Der 64 Jahre alte FDP-Fraktionsvorsitzende Hans-Ulrich Rülke hat für die Wahl am 8. März, die er die „Mutter aller Wahlen“ nennt, alle Kräfte auf sich vereint. Er ist auch Landesvorsitzender und Spitzenkandidat. In seinem Wahlkreis lässt Rülke plakatieren: „Den Pforzheimer in die Regierung wählen.“
Noch gibt es einige Regionen, in denen die FDP relevant ist
Für ihn und die FDP geht es um viel: Die Landtagswahl ist die letzte Chance für Rülke, ein Regierungsamt zu ergattern, auf das er seit 15 Jahren wartet – was ihn zum größten Grünen-Kritiker im Land gemacht hat. Natürlich möchte Rülke auch nicht für den Untergang des parteipolitisch organisierten Liberalismus in Deutschland verantwortlich gemacht werden können. Denn im Südwesten gibt es in einigen Regionen noch ein liberales Milieu, wo die FDP nicht nur Honoratiorenpartei, sondern mit vielen Kreis- und Gemeinderäten auch in der Bevölkerung und der Unternehmerschaft verankert ist.

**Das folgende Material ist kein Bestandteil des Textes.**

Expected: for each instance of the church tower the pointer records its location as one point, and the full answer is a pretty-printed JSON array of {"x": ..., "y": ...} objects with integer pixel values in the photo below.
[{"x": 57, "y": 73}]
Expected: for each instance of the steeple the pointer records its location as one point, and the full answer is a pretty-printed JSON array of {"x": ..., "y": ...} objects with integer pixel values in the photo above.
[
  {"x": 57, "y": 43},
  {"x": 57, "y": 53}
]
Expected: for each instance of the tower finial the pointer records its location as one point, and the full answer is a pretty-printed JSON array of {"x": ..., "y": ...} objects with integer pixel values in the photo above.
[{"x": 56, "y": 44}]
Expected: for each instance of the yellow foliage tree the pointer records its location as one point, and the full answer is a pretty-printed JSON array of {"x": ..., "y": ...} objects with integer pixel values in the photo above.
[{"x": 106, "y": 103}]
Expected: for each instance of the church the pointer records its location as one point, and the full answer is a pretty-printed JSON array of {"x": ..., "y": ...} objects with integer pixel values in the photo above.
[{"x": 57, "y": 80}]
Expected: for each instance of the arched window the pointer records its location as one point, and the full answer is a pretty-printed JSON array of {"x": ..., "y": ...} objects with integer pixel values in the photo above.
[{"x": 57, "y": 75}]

Bevor Scheerer und Dürr einen Unternehmensbesuch machen, legen sie mit dem Social-Media-Team einen kurzen Zwischenstopp in einem Heim für betreutes Wohnen ein. Auf den Fluren riecht es um 11 Uhr nach Rostbraten. In Weil der Stadt gelten die schwäbische Küche und der klassische deutsche Tagesablauf noch etwas. Die meisten Bewohner nehmen den FDP-Flyer mit in die Wohnung, lassen sich aber nicht auf ein längeres Gespräch ein.
Die nächste Station für die Wahlkämpfer ist dann die Werkshalle von Stefan und Christoph Sigel im Gewerbegebiet. Die Brüder haben vor wenigen Jahren erfolgreich ein Unternehmen zur Metallverarbeitung gegründet. In der Werkshalle stehen die Lasermaschinen des Weltmarktführers Trumpf. Das Geschäft mit Abzügen für Reinraumfilteranlagen und Spezialblechteile läuft gut. Dürr und Scheerer müssen die Unternehmensgründer nicht von der Notwendigkeit der FDP überzeugen.

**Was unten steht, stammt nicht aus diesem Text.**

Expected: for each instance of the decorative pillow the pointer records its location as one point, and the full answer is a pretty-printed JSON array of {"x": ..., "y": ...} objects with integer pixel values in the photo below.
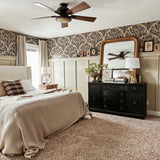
[
  {"x": 2, "y": 90},
  {"x": 13, "y": 87},
  {"x": 27, "y": 85}
]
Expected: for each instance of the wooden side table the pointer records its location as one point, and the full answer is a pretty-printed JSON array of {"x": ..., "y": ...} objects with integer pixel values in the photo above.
[{"x": 49, "y": 86}]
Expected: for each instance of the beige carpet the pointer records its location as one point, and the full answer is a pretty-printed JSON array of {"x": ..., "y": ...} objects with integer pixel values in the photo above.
[{"x": 105, "y": 137}]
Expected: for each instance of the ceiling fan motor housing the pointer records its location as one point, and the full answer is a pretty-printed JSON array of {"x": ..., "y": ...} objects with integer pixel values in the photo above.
[{"x": 62, "y": 9}]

„Sie haben in einer echten Garage angefangen“, sagt Dürr. „Das ist ja sehr cool. Sie wissen, dass man in Deutschland in Garagen nach den Vorschriften eigentlich nur Autos abstellen und Reifen einlagern darf?“
Ein knallharter Wahlkampf
Die Brüder nicken und erzählen von der Bürokratie, die sie behindere. „Wir wollten das Regenwasser naturnah entwässern, über den Antrag hat ein Jahr auf dem Landratsamt niemand entschieden“, sagt Christoph Sigel. Dürr sagt, die Vernichtung von Wertschöpfung durch diese Langsamkeit sei „gigantisch“. Scheerer ergänzt, dass ein Unternehmer in Texas eine Baugenehmigung nach drei Monaten erhalte und noch einen günstigen Energietarif dazu.
Das harmonische Gespräch täuscht darüber hinweg, dass der Wahlkampf für die FDP in vielen Wahlkreisen knallhart ist. Klassische Wählergruppen – Kleinunternehmer, Freiberufler, Handwerker – drohen im Gespräch mit FDP-Funktionären offen damit, diesmal ihrem Frust durch die Wahl der AfD Ausdruck zu verleihen. Nach ihrem Ausscheiden aus dem Bundestag und angesichts des Duells zwischen CDU und Grünen ist es für die FDP zudem schwierig, in den Medien Aufmerksamkeit zu bekommen.
Von der CDU, die mit 29 Prozent in den Umfragen weit von ihrer alten Stärke entfernt ist, kann die FDP keine Hilfe erwarten; die Freundschaft zwischen Rülke und CDU-Spitzenkandidat Manuel Hagel scheint eher schlagzeilenorientiert gewesen zu sein. Die CDU ist längst dazu übergegangen, auch um die Zweitstimmen massiv zu werben. Eine Kampagne der FDP gegen die Vergrößerung des Landtags scheiterte an mangelnder Unterstützung der Bürger für ein Volksbegehren.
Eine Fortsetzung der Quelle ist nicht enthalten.